Dr John cites the example of Maharashtra, which he says “has been relatively honest with the data right from the beginning, compared to many others”.

Now, more states are joining in.

In India, even in normal times, many deaths are not officially recorded. Globally two-thirds (38 million) of 56 million annual deaths are still not registered, according to the World Health Organisation. But the coronavirus pandemic may have set in motion a laudable trend; many governments are beginning to acknowledge that there has been a massive undercount of deaths. The science of death-counting is making headlines and the critical need for strong and developed death registries is a talking point.

Dr Hemant Shewade, a medical doctor specialising in community medicine and operational research, points to the uneven quality of even routine surveillance of deaths in the country. “The coverage of routine death surveillance (proportion of deaths registered along with medical certification of cause of death) is as high as 100 per cent in Goa and as low as 2.5 per cent in Jharkhand. One did not really expect 100 per cent accuracy in Covid-19 death reporting. We cannot improve routine death surveillance overnight. But in the time of the pandemic, the problem rose because the undercounting of deaths was way too high,” he told me.

What is really unacceptable, says Dr Shevade, “is singling out certain states for contributing higher proportion of reported Covid-19 deaths.

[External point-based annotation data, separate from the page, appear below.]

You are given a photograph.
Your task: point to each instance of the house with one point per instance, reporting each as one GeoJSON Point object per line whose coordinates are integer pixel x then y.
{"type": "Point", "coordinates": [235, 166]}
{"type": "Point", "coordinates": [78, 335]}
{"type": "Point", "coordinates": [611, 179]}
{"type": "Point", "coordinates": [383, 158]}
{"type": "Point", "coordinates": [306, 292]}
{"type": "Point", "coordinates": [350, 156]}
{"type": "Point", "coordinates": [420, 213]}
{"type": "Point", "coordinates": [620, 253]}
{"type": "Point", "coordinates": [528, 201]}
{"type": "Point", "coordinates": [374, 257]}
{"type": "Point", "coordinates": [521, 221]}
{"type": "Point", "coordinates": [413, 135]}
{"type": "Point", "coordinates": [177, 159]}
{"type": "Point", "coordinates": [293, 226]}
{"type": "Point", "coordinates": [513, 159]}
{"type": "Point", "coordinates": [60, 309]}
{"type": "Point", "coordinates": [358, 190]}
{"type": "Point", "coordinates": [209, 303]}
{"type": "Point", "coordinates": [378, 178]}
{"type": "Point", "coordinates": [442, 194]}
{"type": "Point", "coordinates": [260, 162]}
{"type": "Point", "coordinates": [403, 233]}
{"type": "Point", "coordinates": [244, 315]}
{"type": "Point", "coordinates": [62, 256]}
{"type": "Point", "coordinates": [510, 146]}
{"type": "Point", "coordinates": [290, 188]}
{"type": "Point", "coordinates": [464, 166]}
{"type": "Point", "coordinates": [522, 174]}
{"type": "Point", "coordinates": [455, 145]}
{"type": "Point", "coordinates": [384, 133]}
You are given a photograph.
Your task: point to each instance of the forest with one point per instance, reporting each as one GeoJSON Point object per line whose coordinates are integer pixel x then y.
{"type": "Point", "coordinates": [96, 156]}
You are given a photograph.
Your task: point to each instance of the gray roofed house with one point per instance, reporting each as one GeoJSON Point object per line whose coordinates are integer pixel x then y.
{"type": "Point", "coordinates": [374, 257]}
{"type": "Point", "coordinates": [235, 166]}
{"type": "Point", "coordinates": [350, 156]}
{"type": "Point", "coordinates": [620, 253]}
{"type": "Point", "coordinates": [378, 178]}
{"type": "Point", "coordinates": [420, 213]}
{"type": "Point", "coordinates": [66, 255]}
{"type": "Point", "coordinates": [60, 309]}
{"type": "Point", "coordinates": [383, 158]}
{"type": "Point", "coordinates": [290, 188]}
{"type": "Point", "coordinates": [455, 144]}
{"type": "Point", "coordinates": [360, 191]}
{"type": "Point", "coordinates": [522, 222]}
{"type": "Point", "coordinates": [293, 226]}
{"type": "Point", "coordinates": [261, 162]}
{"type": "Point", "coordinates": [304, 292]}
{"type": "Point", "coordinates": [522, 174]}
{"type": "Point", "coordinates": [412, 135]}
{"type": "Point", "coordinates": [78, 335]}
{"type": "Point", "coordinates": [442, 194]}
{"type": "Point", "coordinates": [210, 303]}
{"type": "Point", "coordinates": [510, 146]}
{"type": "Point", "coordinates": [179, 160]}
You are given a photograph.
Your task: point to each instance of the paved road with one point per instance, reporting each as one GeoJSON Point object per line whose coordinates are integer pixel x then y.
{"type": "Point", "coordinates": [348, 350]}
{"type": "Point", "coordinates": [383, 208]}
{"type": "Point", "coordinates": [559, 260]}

This creates an environment that encourages poor Covid-19 death reporting.”

Why is accurate Covid 19 data so important? Because poor data makes for poor planning. “The administration, as well as the public, become lax as the true picture is not presented. Then it takes a wave as large as the second wave to wake us up. By then any action is too little too late,” says Dr Shevade.

What should be done? Public health experts who have been tracking the Covid 19 numbers stress the importance of making an honest attempt to not “show less numbers” by reporting all Covid-19 deaths, captured by routine death surveillance. “Accepting that under-reporting is an inescapable reality in India, we need regular local estimates of under-reporting to guide us regarding the true estimate of mortality,” says Dr Shevade, “This can be done through post-mortem surveillance of all Covid-19 deaths in sentinel sites. Every district should have one sentinel site (local data for local action). This should be explored. This is important because in a country like India it takes time for data on excess deaths to come out.”

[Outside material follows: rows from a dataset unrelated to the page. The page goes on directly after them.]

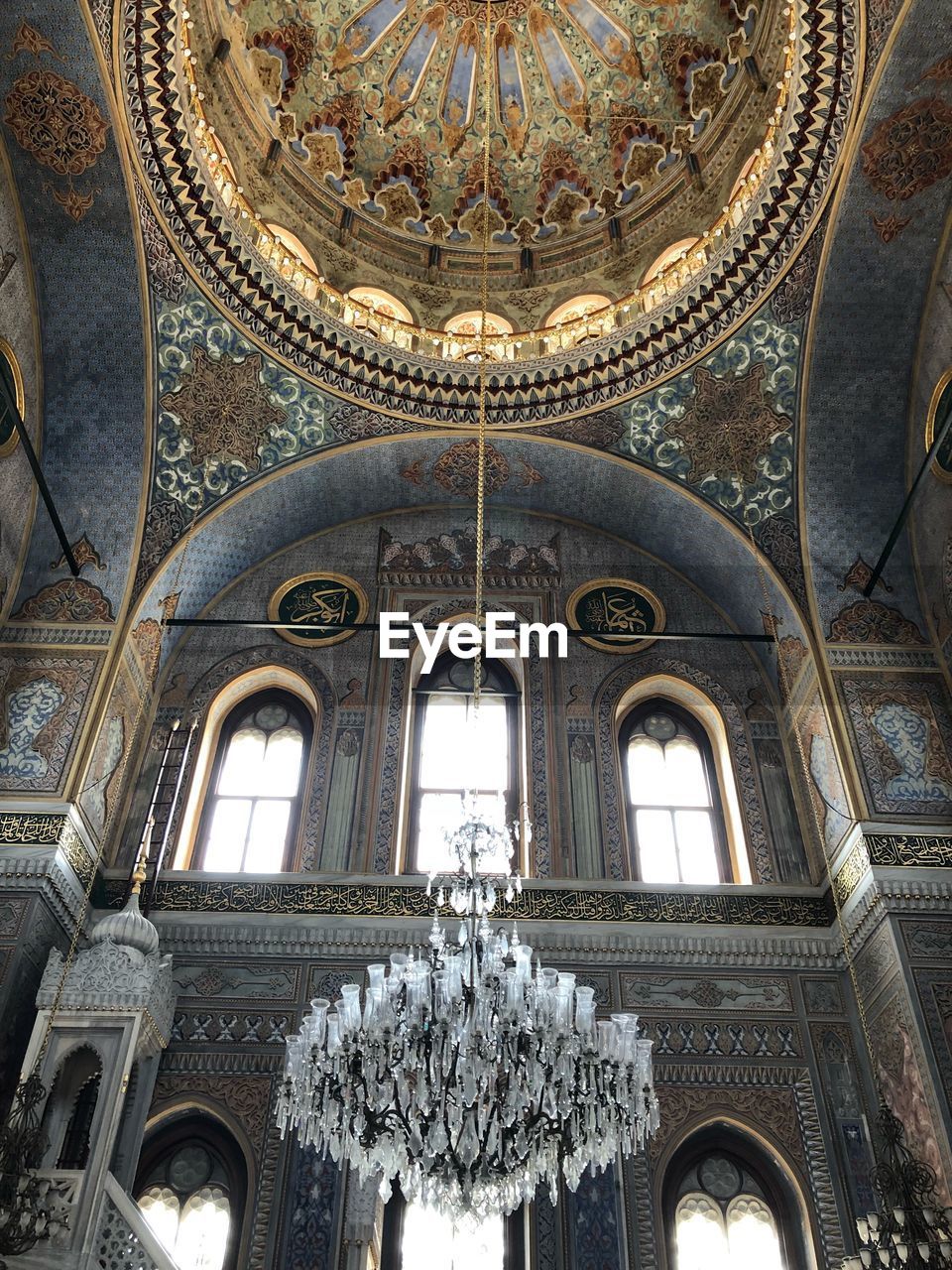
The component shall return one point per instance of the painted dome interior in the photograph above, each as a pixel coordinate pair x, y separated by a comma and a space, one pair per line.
354, 131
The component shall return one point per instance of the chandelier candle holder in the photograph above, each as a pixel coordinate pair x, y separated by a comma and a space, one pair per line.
911, 1230
462, 1075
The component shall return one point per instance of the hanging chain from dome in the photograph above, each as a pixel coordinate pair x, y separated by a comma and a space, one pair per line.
483, 350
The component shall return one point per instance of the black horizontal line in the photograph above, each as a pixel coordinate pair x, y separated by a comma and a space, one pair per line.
575, 631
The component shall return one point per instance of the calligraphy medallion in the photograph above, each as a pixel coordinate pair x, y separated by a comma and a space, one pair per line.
621, 615
325, 602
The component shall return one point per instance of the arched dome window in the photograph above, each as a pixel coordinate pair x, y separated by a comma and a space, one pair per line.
576, 309
471, 322
253, 803
190, 1189
729, 1206
675, 252
742, 177
12, 390
294, 244
456, 752
380, 303
675, 826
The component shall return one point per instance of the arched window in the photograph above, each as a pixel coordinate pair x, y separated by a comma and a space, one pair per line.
70, 1110
417, 1236
675, 826
190, 1188
380, 303
728, 1206
253, 803
457, 751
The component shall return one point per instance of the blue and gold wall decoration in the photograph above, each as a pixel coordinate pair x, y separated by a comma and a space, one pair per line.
938, 409
622, 615
13, 379
316, 598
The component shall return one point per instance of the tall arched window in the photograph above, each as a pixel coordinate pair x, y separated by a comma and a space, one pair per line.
457, 751
728, 1206
190, 1188
417, 1236
675, 825
70, 1110
253, 803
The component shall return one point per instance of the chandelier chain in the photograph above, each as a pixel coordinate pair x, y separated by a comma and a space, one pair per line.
483, 347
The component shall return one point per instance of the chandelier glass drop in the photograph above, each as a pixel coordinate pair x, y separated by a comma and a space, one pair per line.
462, 1074
911, 1229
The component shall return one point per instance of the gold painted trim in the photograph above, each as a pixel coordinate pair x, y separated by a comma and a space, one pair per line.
10, 358
937, 470
363, 606
604, 645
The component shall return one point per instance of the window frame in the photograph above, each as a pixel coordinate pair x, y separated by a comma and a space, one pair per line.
422, 690
202, 1129
230, 724
393, 1234
752, 1159
698, 734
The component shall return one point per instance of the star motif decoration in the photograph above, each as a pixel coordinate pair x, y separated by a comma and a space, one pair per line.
729, 425
225, 408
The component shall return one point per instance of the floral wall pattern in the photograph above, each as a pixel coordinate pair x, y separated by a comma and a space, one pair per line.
902, 735
42, 701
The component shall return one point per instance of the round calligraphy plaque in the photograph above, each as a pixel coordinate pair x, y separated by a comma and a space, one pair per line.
325, 602
938, 409
620, 615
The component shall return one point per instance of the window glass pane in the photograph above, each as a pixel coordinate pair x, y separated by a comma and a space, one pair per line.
282, 763
442, 812
203, 1230
696, 846
267, 839
226, 839
648, 783
241, 769
685, 772
752, 1234
699, 1234
160, 1209
430, 1239
656, 855
460, 752
443, 742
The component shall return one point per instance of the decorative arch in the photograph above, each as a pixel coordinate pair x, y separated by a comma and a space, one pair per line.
608, 698
220, 690
762, 1166
72, 1107
169, 1166
534, 775
701, 707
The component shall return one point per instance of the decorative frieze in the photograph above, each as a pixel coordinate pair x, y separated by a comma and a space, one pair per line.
395, 899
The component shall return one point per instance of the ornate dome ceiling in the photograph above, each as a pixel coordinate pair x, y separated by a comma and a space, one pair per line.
595, 107
301, 150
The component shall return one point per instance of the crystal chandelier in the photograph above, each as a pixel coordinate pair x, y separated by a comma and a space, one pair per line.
461, 1074
911, 1229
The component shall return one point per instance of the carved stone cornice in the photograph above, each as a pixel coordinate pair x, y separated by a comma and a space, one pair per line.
724, 907
107, 978
621, 947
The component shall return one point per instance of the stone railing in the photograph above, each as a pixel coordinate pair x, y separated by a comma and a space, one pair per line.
123, 1239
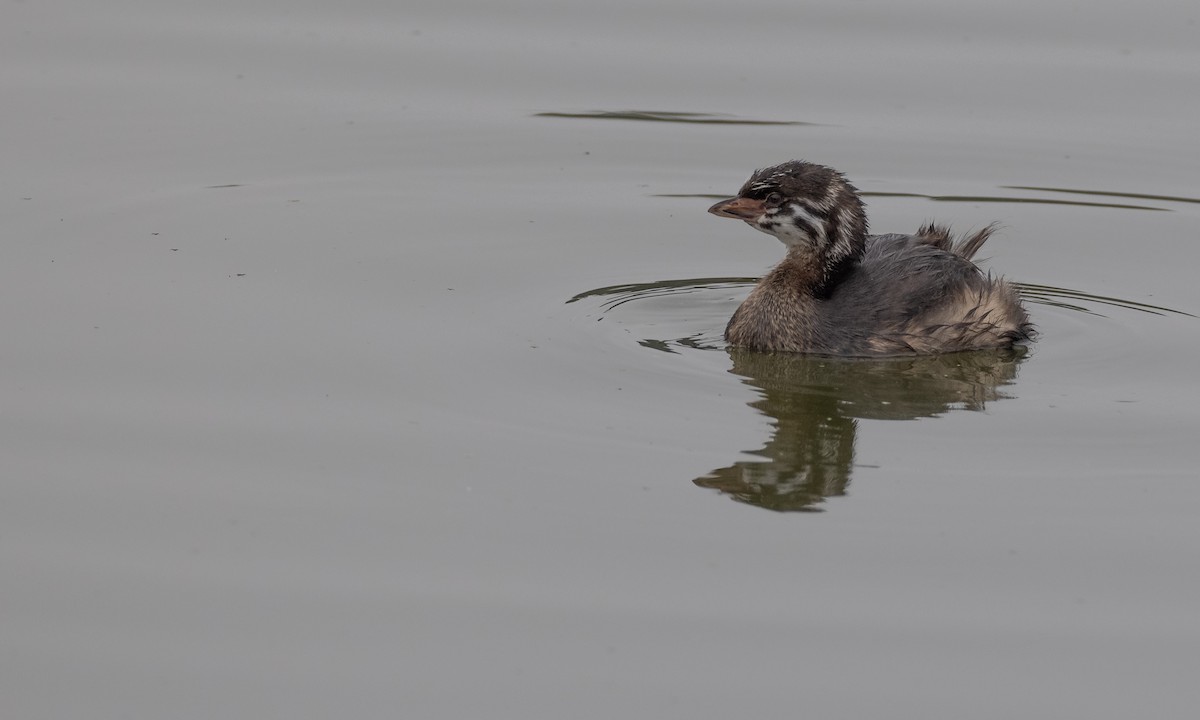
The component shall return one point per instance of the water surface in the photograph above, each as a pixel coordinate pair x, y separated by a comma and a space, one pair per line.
299, 419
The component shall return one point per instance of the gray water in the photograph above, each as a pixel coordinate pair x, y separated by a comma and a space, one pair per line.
365, 360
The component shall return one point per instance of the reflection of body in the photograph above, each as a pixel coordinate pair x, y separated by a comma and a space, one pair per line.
816, 403
840, 292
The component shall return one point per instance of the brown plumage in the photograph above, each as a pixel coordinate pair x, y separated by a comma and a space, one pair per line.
841, 292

Alongside inaccurate data, there is the problem of inadequate data. Together, they create a fertile ground for the spread of misinformation which severely hampers the battle against Covid-19. Many public health experts say the Centre must proactively and regularly publish reliable all-cause mortality data in regular intervals at the national level so that studies using incomplete and unreliable data to measure the true extent of deaths become redundant.

Telling the truth may seem politically risky, but it’s the only way out. Bad data causes reputational damage. India has already suffered heavily with its official Covid-19 data being widely questioned and public trust being dented. It’s true that the Indian Council of Medical Research has issued a “Guidance for appropriate recording of Covid-19 related deaths in India”, as the Centre likes to stress. However, there are gaps. As Dr Rijo John tweeted last week: “Do you have data to show which states adhere to these guidelines which do not? What actions have you taken against those who didn’t?”